Judge Killoran thanked Hall, saying the family’s pain was “palpable.” Unable to prevent Brewer-Hearst’s release, the judge then proceeded to add a number of restrictions to Brewer-Hearst’s probation, as requested by the prosecution.

Brewer-Hearst will be returning to Southern Humboldt to live with family for the time being. Among the terms of his probation he must check in weekly with his probation officer and submit to a drug and alcohol test with each visit.
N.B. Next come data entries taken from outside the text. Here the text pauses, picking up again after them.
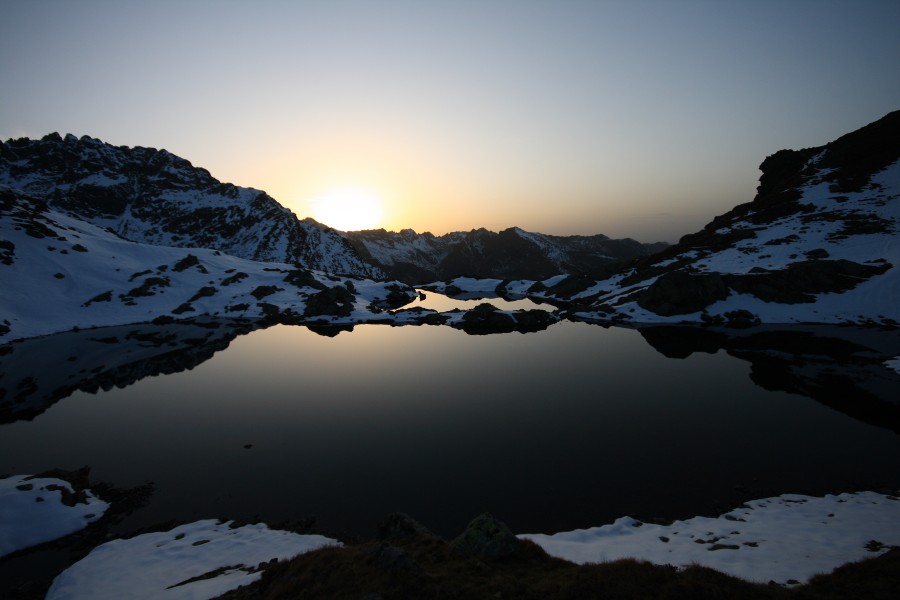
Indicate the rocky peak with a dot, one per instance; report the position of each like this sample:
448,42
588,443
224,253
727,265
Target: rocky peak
155,197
He must also obey all laws and:

  • Be placed on an electronic monitor for at least six months
  • Notify the probation officer prior to any change in residence
  • Not leave the county without consent
  • Seek and maintain employment or vocational training
  • Perform 20 hours of community work per week
  • Not contact, annoy or harass Prudhomme
  • Submit to search and seizure any time day or night without a warrant
  • Never possess firearm or live anywhere with them in the house
  • Never consume alcoholic beverages or other intoxicating substances
  • Attend counseling program
  • Pay restitution in the amount of $77,790
  • Stay away from all K-12 schools in Eureka as well as the Eureka Costco to avoid interacting with the victims’ families
  • Obey a curfew between 10 p.m. to 5 a.m. unless working a job during those hours, and
  • Not associate with any known drug traffickers, users or associates

After these terms were read, Latimer’s family filed quietly out of the courtroom while Brewer-Hearst, still clad in his orange, jail-issued jumpsuit was led through a side door. His attorney, Andrea Sullivan, had told the judge that he likely wouldn’t be released until after business hours. 

Brewer-Hearst was instructed to check in with the probation office by noon today.